O festival de Cannes abriu espaço para debates sobre tecnologia, memória e relações familiares com a sessão de Sheep in the Box, do japonês Hirokazu Kore-eda. O drama sci‑fi apresenta um futuro próximo em que uma empresa oferece a pacientes enlutados a criação de androides idênticos aos filhos falecidos, a partir de DNA. Otone e Kensuko recebem uma caixa com um holograma que anuncia o serviço e detalhes de uso, entre eles a entrega gratuita de exemplares em troca de dados coletados pela IA durante a convivência.
A história acompanha o retorno gradual de Otone e Kensuko à presença do que seria o filho perdido, com o Kakeru sintético fazendo perguntas e aprendendo comportamentos. A narrativa, segundo o diretor, questiona o luto, a natureza da existência e o papel da tecnologia na vida humana, explorando ainda as consequências do consumo generalizado e da dependência de soluções rápidas para emoções profundas.

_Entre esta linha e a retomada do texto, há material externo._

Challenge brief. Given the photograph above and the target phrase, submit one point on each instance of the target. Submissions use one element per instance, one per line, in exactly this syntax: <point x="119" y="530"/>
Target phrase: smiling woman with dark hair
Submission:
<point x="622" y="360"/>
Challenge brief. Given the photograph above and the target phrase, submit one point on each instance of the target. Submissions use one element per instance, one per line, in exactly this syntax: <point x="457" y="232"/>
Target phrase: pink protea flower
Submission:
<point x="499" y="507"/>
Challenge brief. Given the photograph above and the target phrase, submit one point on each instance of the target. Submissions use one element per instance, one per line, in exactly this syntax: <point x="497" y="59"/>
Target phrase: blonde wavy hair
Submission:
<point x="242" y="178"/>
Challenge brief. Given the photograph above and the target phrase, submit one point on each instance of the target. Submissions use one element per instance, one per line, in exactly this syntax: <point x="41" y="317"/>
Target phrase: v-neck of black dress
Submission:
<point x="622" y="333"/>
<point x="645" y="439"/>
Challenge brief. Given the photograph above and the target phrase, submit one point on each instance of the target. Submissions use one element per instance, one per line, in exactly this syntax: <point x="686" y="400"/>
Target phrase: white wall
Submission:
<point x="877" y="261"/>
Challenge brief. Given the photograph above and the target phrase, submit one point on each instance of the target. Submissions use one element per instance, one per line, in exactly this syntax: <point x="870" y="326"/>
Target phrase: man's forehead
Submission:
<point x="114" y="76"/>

The Beloved, de Rodrigo Sorogoyen, também foi destaque na disputa pela Palma de Ouro. O filme acompanha Esteban, diretor que retorna à Espanha para filmar a partir de Nova York, e a filha Emilia, que não tem contato com ele há 13 anos. Bardem interpreta o diretor, enquanto Victoria Luengo dá vida a Emilia, cuja relação com o pai revela feridas de uma convivência ausente.
O roteiro foca na tensão entre memória familiar e as escolhas profissionais, evidenciando a desigualdade de gênero existente nos bastidores do cinema. A relação entre pai e filha é explorada por meio de diálogos tensos e close-ups que destacam a carga emocional dos gestos.
Bardem, presente na competição, tem ganhado notoriedade pela atuação e por participar de debates públicos. O ator espanhol tem se posicionando publicamente em temas internacionais, incluindo a defesa de causas políticas, o que repercute no momento de divulgação do filme. Em entrevista recente à Variety, ele mencionou impactos profissionais ligados às suas declarações sobre o Oriente Médio.